Visitors were welcomed to walk around and view the impressive large paintings by Yehuda Yatziv and the sculptures of Ya’acov Dorchin. Artist-in-residence Yael Balaban described how, after finishing her MFA at the Bezalel Academy of Arts and Design, she was invited to join the pre-refurbished Pyramid art center.
“It was hard to find,” she said. “I got a studio that had no windows and a leaky roof, but the work being done there was outstanding.”
Current Haifa Mayor Yona Yahav, who also gave a speech at the opening, said, “NIS 12 million was invested in this building. Gurel gave the artists this building to use as is, but I don’t believe that an art center can be unattractive.”
The major investment in this project is one way in which the city of Haifa is attempting to turn Wadi Salib around, with 700 new apartments being built and a new park.
“We are turning the building [that housed] the educational administration into kindergartens and schools,” said Yahav over the noise from the crowd. “Young people are going to live here.”
When an aide attempting to get the crowd to quiet down so the mayor could finish his speech pointed out to the listeners that the life of a mayor is not always sweet, a woman in the crowd shouted back, “Neither are our lives!” During the interview with IJ, I asked Goren about the turbulent history of Wadi Salib, the site of the only uprising of Mizrahi Jews against the police.

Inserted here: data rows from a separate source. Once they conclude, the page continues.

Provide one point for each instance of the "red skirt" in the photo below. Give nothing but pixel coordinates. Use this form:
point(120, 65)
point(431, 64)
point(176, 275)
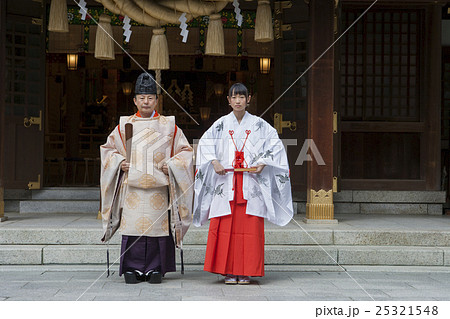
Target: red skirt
point(236, 242)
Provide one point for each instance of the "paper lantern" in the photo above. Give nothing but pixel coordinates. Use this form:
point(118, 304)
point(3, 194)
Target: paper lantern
point(72, 61)
point(264, 65)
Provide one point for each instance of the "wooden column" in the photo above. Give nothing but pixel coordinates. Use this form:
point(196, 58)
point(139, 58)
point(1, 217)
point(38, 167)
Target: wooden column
point(433, 104)
point(319, 206)
point(2, 105)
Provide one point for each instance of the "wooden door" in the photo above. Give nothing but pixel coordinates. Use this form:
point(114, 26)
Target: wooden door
point(24, 68)
point(291, 61)
point(387, 99)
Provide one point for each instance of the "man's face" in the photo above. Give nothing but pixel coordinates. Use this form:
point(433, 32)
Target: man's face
point(145, 103)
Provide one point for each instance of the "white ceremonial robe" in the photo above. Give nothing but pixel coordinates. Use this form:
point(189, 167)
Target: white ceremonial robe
point(268, 194)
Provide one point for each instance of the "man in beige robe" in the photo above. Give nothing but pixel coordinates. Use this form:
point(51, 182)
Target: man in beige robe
point(149, 198)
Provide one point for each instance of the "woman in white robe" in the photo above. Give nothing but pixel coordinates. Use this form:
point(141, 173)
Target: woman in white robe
point(235, 199)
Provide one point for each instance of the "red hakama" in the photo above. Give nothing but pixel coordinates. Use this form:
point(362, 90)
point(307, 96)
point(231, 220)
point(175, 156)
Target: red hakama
point(236, 242)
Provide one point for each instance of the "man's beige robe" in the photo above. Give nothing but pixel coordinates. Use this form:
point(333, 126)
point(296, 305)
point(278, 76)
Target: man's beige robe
point(143, 196)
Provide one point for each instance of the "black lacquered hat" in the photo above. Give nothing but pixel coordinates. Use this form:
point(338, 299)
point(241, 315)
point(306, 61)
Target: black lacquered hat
point(145, 84)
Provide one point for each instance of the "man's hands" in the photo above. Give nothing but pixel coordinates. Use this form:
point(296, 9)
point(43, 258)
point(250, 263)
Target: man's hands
point(218, 167)
point(125, 166)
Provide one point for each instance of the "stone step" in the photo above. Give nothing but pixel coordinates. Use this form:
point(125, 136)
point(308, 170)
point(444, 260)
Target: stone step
point(273, 236)
point(53, 200)
point(274, 255)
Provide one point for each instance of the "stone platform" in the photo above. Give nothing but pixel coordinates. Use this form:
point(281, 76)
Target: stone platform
point(358, 239)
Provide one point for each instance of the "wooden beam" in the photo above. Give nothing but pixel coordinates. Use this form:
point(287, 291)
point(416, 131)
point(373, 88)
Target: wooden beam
point(382, 184)
point(408, 127)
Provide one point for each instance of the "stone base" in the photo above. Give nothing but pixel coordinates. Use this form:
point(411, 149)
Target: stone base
point(320, 221)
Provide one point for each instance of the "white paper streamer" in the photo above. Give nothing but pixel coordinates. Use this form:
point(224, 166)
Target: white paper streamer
point(237, 10)
point(183, 26)
point(83, 9)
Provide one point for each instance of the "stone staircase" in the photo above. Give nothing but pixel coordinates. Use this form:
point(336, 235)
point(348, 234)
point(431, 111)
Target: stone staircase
point(356, 240)
point(53, 200)
point(38, 233)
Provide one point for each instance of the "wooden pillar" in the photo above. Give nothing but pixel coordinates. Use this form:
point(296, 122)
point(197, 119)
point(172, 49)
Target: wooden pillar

The 1959 riots began when false rumors spread that the police had shot a North African Jewish man at a coffee shop. The owner of the café called the police to put a stop to a brawl and a man called Akiva Alkarif was shot in the leg. This event led the residents of the surrounding streets to riot, as they felt the police treat them unfairly.
These painful riots were the first time Israeli society had to face the reality that many Mizrahi Jews felt neglected and discriminated against by the state that was meant to be a homeland for all Jews.
Goren concluded by saying that the Pyramid will deal with the place in which it is located “spiritually and physically. We will work with a great deal of respect for the past. We give thanks to the founders and embark on a new path.”